Level 5 of the maturity model focuses on identifying opportunities to make valuable performance refinements across your workload. Take an experimentation-based approach to your optimization. Revisit workload design areas such as deployment practices, monitoring and debugging, and operational automation to find further improvements. Adopt a continuous improvement mindset by regularly reviewing workload design and operational practices. Use established change management processes to ensure that improvements are implemented safely and efficiently.
Key strategies
Take a proactive approach to improving efficiency through experimentation. Begin with a hypothesis for a workload update that you expect to deliver measurable performance gains, based on observed performance data that identifies a bottleneck or inefficiency. Build a test environment that closely mimics real-world conditions as much as possible to validate or refute your hypothesis. After you prove your hypothesis, assess the return on investment (ROI) of the change to decide whether it's worth implementing. Include all Azure Well-Architected Framework pillars in your ROI evaluation. If the trade-offs that you need to make for other pillars are acceptable, the change is likely worth pursuing.

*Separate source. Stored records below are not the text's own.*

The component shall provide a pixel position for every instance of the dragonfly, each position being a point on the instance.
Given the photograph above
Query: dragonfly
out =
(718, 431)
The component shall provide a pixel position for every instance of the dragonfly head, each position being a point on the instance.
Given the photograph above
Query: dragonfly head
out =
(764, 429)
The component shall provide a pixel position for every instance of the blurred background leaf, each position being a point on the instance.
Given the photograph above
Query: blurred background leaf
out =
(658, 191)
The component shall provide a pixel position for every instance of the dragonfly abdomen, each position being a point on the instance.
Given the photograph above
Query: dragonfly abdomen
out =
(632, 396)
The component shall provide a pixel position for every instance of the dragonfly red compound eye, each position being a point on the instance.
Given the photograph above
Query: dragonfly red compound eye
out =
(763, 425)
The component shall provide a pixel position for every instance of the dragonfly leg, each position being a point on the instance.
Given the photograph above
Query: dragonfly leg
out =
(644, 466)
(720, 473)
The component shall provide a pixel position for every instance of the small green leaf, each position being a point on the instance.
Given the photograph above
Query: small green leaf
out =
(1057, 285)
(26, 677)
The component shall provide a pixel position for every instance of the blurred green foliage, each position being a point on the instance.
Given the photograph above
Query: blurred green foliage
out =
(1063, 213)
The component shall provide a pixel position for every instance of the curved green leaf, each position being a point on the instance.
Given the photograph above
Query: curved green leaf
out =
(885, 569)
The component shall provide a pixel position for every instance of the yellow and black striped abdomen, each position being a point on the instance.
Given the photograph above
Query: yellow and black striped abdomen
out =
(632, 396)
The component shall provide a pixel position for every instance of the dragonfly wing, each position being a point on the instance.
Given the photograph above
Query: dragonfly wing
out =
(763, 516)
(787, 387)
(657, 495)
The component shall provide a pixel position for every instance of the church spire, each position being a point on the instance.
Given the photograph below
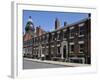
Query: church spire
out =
(29, 25)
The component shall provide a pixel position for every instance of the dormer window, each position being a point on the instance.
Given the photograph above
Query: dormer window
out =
(81, 30)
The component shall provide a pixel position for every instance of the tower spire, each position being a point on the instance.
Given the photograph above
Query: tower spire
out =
(57, 23)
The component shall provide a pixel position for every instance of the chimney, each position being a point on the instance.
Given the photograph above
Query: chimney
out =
(65, 24)
(57, 23)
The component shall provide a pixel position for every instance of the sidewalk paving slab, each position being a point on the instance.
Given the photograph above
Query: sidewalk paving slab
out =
(58, 63)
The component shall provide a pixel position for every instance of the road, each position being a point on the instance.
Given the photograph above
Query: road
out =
(28, 64)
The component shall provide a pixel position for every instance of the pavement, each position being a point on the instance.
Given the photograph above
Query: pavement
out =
(48, 63)
(29, 64)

✓ Optimize deployment and feature releases
At Level 5, you should have a standardized upgrade process in place that functions reliably. At this level, reevaluate your processes to determine whether your current strategy is the best fit for operational efficiency. Assess whether blue-green, canary, or another deployment model aligns best with your organization's needs. Consider using feature flags to easily roll out and roll back features to specific user groups. Ensure that your backup strategy supports fast recovery to a known-good state.
✓ Optimize monitoring and debugging processes
Collecting logs and telemetry from your components inherently affects your performance. Measure how your monitoring platform affects your workload, including elements like logging, telemetry, instrumentation, and remote debugging. Identify opportunities for optimization. If any of these processes reduce performance more than they improve observability, consider reconfiguring or disabling them. As part of your continuous improvement practices, regularly review the monitoring data that you collect to ensure that you're gathering only the most valuable information for the performance insights that you need.
Reevaluate your performance alerting to determine whether you're only receiving valuable alerts. Remove alerts that aren't actionable and reconfigure alerts that lack sufficient information to clearly understand the nature of the performance problem and the affected components.
✓ Expand operations automation
Look for opportunities to expand your automation of operational tasks to achieve further efficiencies. You should have many repetitive operational tasks automated at Level 5, so take a comprehensive look at operations to identify other valuable automation targets. Consider the following performance-related tasks:
Performance testing: Use well-established, industry-standard tools to simulate workloads.
Deployments: Implement continuous integration and continuous deployment tools for consistent and efficient deployments.
Incident management: Automate alert routing, ticket creation, and assignments.
Remediation actions: Automate actions like restarting services and adjusting resource allocations.
Self-healing mechanisms: Build capabilities to automatically fix known performance problems.